Bacterial Pharyngitis

1. Streptococcus pyogenes. Group A beta hemolytic streptococci (GABHS), the most prevalent substrain of streptococcus pyogenes, accounts for approximately 10% of all pharyngitis cases. However, the incidence of streptococcus pharyngitis is higher (20-40%) in the school-age and adolescent population. Streptococcal pharyngitis may occur throughout the year, but is most common during the Fall and Winter months. Cyclical outbreaks occur within the school population. The disorder is most commonly seen in children and young adults (age 2-21) and is uncommon in children younger than 2. Peak age of incidence is between the ages of 6-12. Clinical manifestations include:

Streptococcal and viral sore throat may be difficult to differentiate based on clinical symptoms alone. It is therefore recommended that a throat culture is collected on all children with exudative pharyngitis. Treatment for GABHS pharyngitis is supportive (acetaminophen for fever & discomfort, fluids, and rest) in addition to antibiotic treatment. Penicillin, amoxicillin, or erythromycin (in the penicillin allergic child) are prescribed for 10 days.The child may return to school when fever free and after 24 hours of antibiotic therapy. Untreated GABHS may lead to otitis media, lymphadenitis, peritonsillar abscess, and acute rheumatic fever. Acute glomerulonephritis is a rare complication of GABHS infection regardless of adequate initial therapy.
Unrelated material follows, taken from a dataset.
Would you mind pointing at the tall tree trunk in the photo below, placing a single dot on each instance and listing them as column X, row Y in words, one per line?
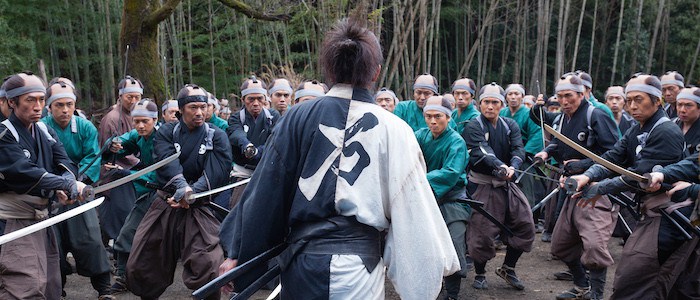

2. Gonococcal Pharyngitis - Oral sex with another infected with neisseria gonorrhoeae may result in gonococcal pharyngitis. Gonococcal pharyngitis is usually very mild, however tonsilar enlargement, cervical lymphadenapathy, and exudate may be present. The disorder should be considered in sexually active adolescents or abused children who present with persistent sorethroat and/or exudative pharyngitis with a negative streptococcal culture. The diagnosis is confirmed by throat culture (a special transport medium is necessary, unless immediate inoculation of the medium is possible). Gonococcal pharyngitis is treated with IM ceftriaxone. The child should also be evaluated for other sexually transmitted diseases.